The dedicated fleet’s contribution of total TL revenue increased to 61% from 54% a 12 months ago. In August, Schneider acquired dedicated carrier M&M Transport Services, which was operating 500 trucks on the time.
The TL segment’s adjusted operating ratio deteriorated 1,000 basis points to 95.4% because of lower one-way rates, lagging fuel surcharges, costs to onboard latest dedicated customers and an uptick in bad debt expense. The adjusted OR was 760 bps worse than the second quarter.
Management said customer conversations around contract renewals and pricing are getting more constructive. Schneider will proceed to cut back its spot market exposure and noted that there’s little room left to maneuver lower on contract rates.
“The bites have been taken out of the apple and there’s no apple left,” said retiring CFO Steve Bruffett on a Thursday call with analysts.

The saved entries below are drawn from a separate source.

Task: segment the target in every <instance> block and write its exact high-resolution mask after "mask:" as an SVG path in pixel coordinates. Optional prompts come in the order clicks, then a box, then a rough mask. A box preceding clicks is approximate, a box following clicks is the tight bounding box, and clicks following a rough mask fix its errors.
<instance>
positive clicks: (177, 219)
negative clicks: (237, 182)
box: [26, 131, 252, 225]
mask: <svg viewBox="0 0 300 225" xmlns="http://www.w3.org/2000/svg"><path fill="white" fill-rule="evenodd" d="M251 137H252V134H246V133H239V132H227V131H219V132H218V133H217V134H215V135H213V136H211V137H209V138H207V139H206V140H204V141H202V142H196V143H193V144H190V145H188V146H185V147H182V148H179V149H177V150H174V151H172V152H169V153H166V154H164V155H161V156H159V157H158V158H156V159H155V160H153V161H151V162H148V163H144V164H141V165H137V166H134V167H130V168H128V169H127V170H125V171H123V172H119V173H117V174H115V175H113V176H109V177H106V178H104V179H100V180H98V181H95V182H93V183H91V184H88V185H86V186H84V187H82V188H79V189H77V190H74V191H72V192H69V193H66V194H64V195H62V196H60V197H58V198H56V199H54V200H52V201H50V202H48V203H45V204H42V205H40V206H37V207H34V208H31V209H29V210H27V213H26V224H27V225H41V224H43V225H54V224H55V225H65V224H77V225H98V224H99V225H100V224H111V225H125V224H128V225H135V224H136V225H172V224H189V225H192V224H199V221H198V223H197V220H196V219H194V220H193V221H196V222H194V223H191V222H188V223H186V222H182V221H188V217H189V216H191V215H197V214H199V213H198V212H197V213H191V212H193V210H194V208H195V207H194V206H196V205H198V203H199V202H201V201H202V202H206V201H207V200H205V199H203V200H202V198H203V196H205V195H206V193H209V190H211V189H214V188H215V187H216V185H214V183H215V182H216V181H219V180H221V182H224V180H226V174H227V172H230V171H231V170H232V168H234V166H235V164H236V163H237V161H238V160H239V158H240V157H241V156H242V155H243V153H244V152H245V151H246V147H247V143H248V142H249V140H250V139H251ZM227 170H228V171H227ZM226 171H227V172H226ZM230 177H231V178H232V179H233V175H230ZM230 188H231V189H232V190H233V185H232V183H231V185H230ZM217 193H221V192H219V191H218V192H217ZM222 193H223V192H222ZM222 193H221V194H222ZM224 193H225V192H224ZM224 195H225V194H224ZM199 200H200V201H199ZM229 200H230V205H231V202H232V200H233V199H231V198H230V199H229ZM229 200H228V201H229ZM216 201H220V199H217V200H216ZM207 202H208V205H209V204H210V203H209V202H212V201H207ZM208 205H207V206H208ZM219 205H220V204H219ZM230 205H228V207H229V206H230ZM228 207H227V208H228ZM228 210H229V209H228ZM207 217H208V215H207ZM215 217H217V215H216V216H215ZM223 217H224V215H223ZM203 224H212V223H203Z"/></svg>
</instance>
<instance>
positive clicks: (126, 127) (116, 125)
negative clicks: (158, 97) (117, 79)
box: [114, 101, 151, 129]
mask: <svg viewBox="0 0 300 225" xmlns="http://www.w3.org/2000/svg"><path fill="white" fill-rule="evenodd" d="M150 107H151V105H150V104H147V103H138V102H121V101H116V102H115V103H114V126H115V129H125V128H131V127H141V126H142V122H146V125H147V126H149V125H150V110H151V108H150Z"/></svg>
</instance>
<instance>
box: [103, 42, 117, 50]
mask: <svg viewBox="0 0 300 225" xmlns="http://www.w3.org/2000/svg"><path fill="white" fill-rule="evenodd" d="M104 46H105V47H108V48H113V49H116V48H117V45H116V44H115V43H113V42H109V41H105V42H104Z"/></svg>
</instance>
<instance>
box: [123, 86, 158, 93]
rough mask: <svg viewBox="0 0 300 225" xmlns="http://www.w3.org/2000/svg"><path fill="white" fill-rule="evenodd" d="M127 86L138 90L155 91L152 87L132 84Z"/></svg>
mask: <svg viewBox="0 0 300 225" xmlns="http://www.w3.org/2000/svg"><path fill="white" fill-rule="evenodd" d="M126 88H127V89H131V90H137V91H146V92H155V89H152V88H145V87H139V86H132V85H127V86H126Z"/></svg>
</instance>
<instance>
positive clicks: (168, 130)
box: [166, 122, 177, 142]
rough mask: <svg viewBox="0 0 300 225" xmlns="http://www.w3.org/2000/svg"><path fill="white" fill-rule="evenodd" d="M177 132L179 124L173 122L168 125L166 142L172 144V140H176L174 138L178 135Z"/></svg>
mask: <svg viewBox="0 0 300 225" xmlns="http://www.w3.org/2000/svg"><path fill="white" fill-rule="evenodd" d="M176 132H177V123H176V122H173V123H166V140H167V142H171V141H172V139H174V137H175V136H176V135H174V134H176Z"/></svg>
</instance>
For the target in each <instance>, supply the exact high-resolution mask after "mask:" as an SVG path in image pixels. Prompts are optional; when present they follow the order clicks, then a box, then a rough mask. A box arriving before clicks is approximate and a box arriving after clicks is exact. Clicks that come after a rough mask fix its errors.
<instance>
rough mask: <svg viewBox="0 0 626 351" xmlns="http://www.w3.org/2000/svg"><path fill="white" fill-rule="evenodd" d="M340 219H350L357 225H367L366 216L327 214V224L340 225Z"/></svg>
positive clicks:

Intermodal revenue was down 21% y/y (up 1% from the second quarter) to $263 million. Loads were off 9% y/y and revenue per load was down 16%. Intermodal volumes improved throughout the quarter and thru October. Average container turns fell 5% y/y but improved 4% sequentially.
The segment recorded a 95.8% OR, which was 510 bps worse y/y and 490 bps worse sequentially.
Logistics revenue was off 30% y/y (down 5% from the second quarter) to $326 million. Brokerage loads were down 11% y/y with declines in revenue per load closing the gap on the general revenue decline. The unit’s OR deteriorated 340 bps y/y to 97.4%.
Shares of SNDR were off 10.7% at 11:53 a.m. EDT Thursday in comparison with the S&P 500, which was up 1.4%.